History plays an important role in our understanding of the present. We can come to a sound insight of the past that will tell us much about the problems we now face by listening to what history has to say. Our youth need to reach into their own history by talking to their elders to gain an understanding of the achievements and tribulations that their family has experienced. Knowledge of the past will help our youth make amends to the problems and injustices in our society.

Honda Kids, 1940's
Mike, sister Naomi, brother Art, in the 1940's. Personal collection of Mike Honda.
Amache Relocation Camp, Colorado.
Amache Relocation Camp, Colorado. National Archives

My personal history dates back to the Japanese American Internment of 1942. Over 120,000 people, including children and the elderly, were required to leave their homes in California and parts of Washington, Oregon and Arizona. Most people did not have time to store or sell their household goods at a fair price. Some people moved to other states, but the majority went to internment camps. They were only allowed to take few belongings with them, and many families lost virtually everything they owned except what they could carry. Internees spent many years in camp, behind barbed wire fences and with armed guards patrolling the camps. Entire families lived in cramped, one room quarters that were poorly constructed.

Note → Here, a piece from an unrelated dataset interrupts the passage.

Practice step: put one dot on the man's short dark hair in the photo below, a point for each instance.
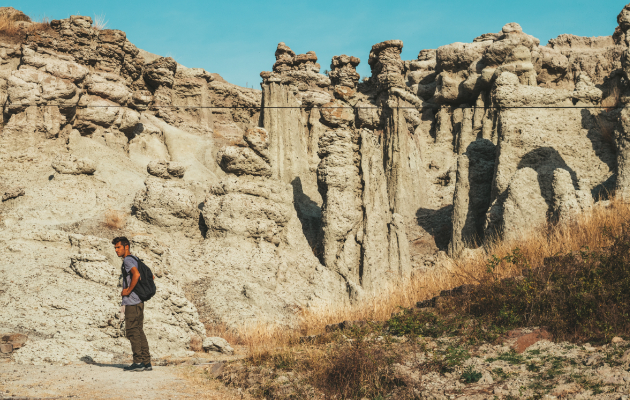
(122, 240)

I spent my early childhood with my family in an internment camp in Colorado during World War II. We returned to California in 1953, becoming strawberry sharecroppers in Blossom Valley in San Jose. My family experienced ample hardships while they were in the internment camps and re-establishing their life after their release.

Honda Family
The Honda extended family at the time they were sharecropping the strawberry farm. From the upper left to right, uncle, George, baby cousin, Keith, aunt, Yuri, Mike's mother, Fusako, Mike's father, Byron. Front row, from left to right, Mike, brother Art, friend, cousin, Carolyn, sister, Naomi, and little cousin, Kevin. From the personal collection of Mike Honda.
Mike Honda and his Mother
Mike Honda and his mother, Fusako Honda during the taping of the documentary, Return to the Valley. KTEH

My family's experience during the internment taught me how we should not take our civil rights and civil liberties for granted. Although we live in a country that defines itself by its increasing diversity, democracy and civil liberties, we still have a long path to go in addressing the issues of civil rights.

Gaining insight on our past is just the first step of our duty as American citizens. I urge our youth to use this opportunity to celebrate their unique heritage. As individuals you all have something unique to bring to the table of public service and policy. Our youth need to be conscious of the various issues that are affecting our communities and participate in American government. We must educate them to voice their opinions and speak out to challenge the injustices in our communities especially in the civil rights arena.

I want to commend KTEH on producing this excellent program for the public. I urge our teachers to educate our children to learn about the importance of understanding their family history and to continue the long struggle for civil rights.